I don't know if this is an expected behaviour, because the collinear pairs satisfy the well_defined condition
https://github.com/JuliaSmoothOptimizers/LinearOperators.jl/blob/e663e4774d798e967003106c57acb611cd32ae78/src/lsr1.jl#L137
I made several tests on my SR1 implementation using collinear pairs s,y, and the resulting matrices satisfied the secant equation and were well-defined.

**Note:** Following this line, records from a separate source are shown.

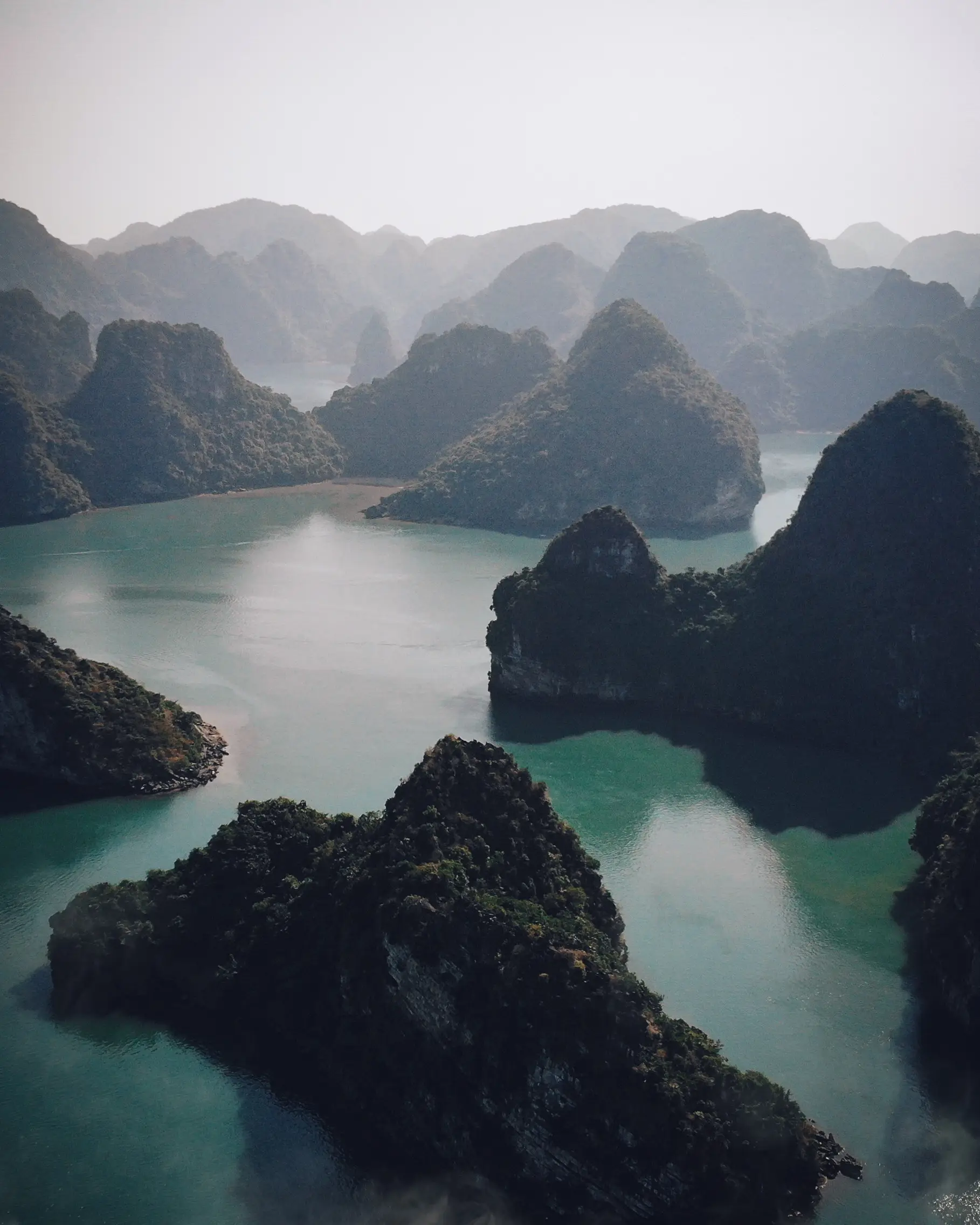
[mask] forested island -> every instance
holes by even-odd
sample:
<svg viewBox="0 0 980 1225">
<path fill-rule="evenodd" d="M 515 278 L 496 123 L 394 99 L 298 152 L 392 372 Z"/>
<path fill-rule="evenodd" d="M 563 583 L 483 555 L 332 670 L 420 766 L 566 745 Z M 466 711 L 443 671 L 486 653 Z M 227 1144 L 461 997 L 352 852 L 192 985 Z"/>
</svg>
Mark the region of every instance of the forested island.
<svg viewBox="0 0 980 1225">
<path fill-rule="evenodd" d="M 349 475 L 414 477 L 556 360 L 538 331 L 458 323 L 420 336 L 386 379 L 341 387 L 314 417 L 343 447 Z"/>
<path fill-rule="evenodd" d="M 503 750 L 447 736 L 382 812 L 246 802 L 51 919 L 59 1013 L 276 1050 L 375 1164 L 477 1170 L 564 1218 L 775 1223 L 860 1165 L 668 1017 L 599 865 Z"/>
<path fill-rule="evenodd" d="M 895 900 L 909 968 L 926 1005 L 973 1040 L 980 1030 L 980 742 L 954 756 L 909 842 L 922 856 Z"/>
<path fill-rule="evenodd" d="M 48 316 L 37 334 L 42 323 L 51 331 Z M 342 467 L 310 414 L 244 379 L 221 338 L 196 323 L 109 323 L 94 366 L 58 403 L 33 394 L 29 364 L 20 368 L 21 377 L 12 363 L 12 372 L 0 369 L 0 523 L 298 485 Z"/>
<path fill-rule="evenodd" d="M 550 379 L 366 513 L 539 534 L 615 501 L 644 530 L 709 535 L 745 527 L 762 491 L 745 405 L 620 300 Z"/>
<path fill-rule="evenodd" d="M 0 608 L 0 771 L 146 795 L 208 783 L 224 751 L 198 714 Z"/>
<path fill-rule="evenodd" d="M 490 690 L 639 702 L 935 764 L 976 729 L 980 434 L 925 392 L 832 443 L 788 527 L 668 575 L 592 511 L 499 583 Z"/>
</svg>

I'm not sure how to test the collinear vectors, but here is a try
s = [1., 2.]
y = [2., 4.]
myand(a,b) = a && b
s_y = (s ./ y)
collinear = (length(s) == 1) || mapreduce(i-> i == s_y[1], myand, s_y) # true
collinear check if s is a vector of size one, or if the result of an componentwise division s_y = s ./ y have the same value for every component (i.e. the same value than s_y[1]).

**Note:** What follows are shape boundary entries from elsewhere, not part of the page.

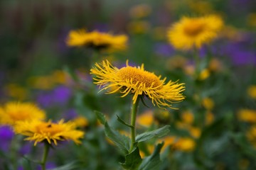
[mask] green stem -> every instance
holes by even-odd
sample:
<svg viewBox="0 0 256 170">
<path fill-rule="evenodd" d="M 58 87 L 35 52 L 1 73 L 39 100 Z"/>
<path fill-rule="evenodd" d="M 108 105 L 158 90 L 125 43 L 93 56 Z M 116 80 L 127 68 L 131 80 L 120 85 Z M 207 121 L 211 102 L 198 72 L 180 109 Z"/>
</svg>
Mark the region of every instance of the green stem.
<svg viewBox="0 0 256 170">
<path fill-rule="evenodd" d="M 137 98 L 135 103 L 132 103 L 132 114 L 131 114 L 131 125 L 132 125 L 132 127 L 131 127 L 131 147 L 130 147 L 129 152 L 131 152 L 132 151 L 132 149 L 134 149 L 134 144 L 135 142 L 136 116 L 137 116 L 137 110 L 138 110 L 139 101 L 139 98 Z"/>
<path fill-rule="evenodd" d="M 46 142 L 45 145 L 44 145 L 43 154 L 42 162 L 41 162 L 42 170 L 46 169 L 46 164 L 47 156 L 49 152 L 49 149 L 50 149 L 50 144 Z"/>
</svg>

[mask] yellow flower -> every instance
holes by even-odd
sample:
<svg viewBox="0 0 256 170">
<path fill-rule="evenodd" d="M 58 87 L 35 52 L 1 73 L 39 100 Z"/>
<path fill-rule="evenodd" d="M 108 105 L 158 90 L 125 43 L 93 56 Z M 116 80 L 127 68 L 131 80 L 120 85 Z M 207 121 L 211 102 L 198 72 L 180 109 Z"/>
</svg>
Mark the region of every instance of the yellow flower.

collinear could be use to force scaling_condition to true.
Thank you for this analysis.
I made several tests on my SR1 implementation using collinear pairs s,y, and the resulting matrices satisfied the secant equation and were well-defined.

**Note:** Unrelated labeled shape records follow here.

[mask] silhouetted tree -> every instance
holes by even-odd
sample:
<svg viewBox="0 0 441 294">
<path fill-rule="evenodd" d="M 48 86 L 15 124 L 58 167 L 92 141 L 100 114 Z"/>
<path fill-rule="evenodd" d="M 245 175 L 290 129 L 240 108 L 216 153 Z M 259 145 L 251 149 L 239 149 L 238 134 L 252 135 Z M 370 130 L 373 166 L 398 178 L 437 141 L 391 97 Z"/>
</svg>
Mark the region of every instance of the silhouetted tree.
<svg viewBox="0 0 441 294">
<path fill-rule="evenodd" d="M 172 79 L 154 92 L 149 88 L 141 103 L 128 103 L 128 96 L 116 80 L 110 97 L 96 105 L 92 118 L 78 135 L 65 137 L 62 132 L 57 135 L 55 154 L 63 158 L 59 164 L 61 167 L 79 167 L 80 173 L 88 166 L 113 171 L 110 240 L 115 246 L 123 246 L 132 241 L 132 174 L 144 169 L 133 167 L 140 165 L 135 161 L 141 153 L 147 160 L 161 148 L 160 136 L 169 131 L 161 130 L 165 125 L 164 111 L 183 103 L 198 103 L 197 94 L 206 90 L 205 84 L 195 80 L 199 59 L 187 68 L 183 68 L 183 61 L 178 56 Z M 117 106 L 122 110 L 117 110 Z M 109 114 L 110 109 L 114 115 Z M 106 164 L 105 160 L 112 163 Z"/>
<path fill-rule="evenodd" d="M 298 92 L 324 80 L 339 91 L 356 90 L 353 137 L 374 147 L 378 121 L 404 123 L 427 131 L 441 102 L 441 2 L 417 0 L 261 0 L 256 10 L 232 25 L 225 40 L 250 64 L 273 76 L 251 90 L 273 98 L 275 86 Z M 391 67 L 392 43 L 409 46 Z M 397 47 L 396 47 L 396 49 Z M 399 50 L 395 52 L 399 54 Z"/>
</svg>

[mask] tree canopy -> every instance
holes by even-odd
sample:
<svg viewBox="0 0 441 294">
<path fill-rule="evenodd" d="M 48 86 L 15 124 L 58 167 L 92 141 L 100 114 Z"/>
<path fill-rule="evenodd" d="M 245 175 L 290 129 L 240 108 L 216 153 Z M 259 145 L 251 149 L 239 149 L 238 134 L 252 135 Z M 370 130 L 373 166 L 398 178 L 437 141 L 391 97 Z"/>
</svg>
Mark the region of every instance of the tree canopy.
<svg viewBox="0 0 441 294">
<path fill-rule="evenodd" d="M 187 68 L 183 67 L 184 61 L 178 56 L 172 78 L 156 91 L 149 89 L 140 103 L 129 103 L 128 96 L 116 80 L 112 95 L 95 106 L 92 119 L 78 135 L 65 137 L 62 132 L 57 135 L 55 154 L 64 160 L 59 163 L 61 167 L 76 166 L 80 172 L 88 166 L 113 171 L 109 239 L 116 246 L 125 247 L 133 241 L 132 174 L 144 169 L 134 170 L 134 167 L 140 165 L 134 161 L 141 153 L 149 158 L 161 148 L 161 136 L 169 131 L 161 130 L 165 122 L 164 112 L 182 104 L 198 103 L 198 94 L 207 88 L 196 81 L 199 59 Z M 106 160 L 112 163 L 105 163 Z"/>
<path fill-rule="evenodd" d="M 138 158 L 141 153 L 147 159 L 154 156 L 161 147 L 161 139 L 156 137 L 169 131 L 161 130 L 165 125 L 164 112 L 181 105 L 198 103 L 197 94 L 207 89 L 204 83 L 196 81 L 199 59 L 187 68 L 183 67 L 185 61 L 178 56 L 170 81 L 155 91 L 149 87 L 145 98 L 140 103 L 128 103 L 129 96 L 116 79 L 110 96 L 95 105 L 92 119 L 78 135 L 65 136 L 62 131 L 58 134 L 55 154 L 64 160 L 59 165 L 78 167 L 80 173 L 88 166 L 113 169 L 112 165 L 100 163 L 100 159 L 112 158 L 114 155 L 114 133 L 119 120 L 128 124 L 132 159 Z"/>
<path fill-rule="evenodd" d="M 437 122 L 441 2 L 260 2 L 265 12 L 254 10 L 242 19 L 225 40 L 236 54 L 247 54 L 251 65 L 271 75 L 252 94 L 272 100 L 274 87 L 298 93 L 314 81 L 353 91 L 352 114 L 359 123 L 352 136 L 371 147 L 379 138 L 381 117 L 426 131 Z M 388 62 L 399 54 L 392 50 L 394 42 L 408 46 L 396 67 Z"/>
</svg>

How does your implementation differ?
My SR1 implementation is very simple, it doesn't have as many numerical conditions as push! of LSR1Operator does.
The only numerical test of my SR1 implementation is the same as
https://github.com/JuliaSmoothOptimizers/LinearOperators.jl/blob/e663e4774d798e967003106c57acb611cd32ae78/src/lsr1.jl#L150
It does not implement the sufficient_curvature and scaling_condition tests.
https://github.com/JuliaSmoothOptimizers/LinearOperators.jl/blob/e663e4774d798e967003106c57acb611cd32ae78/src/lsr1.jl#L143
https://github.com/JuliaSmoothOptimizers/LinearOperators.jl/blob/e663e4774d798e967003106c57acb611cd32ae78/src/lsr1.jl#L146
The PR #235 sets data.scaling of the current iterate to false, which implies that sufficient_curvature and scaling_condition stay true. In addition, it dosen't update scaling_factor.
In fact, I don't remember where scaling_condition came from. Maybe it was an experiment and should be removed. Clearly, it prevents updates when s and y are collinear.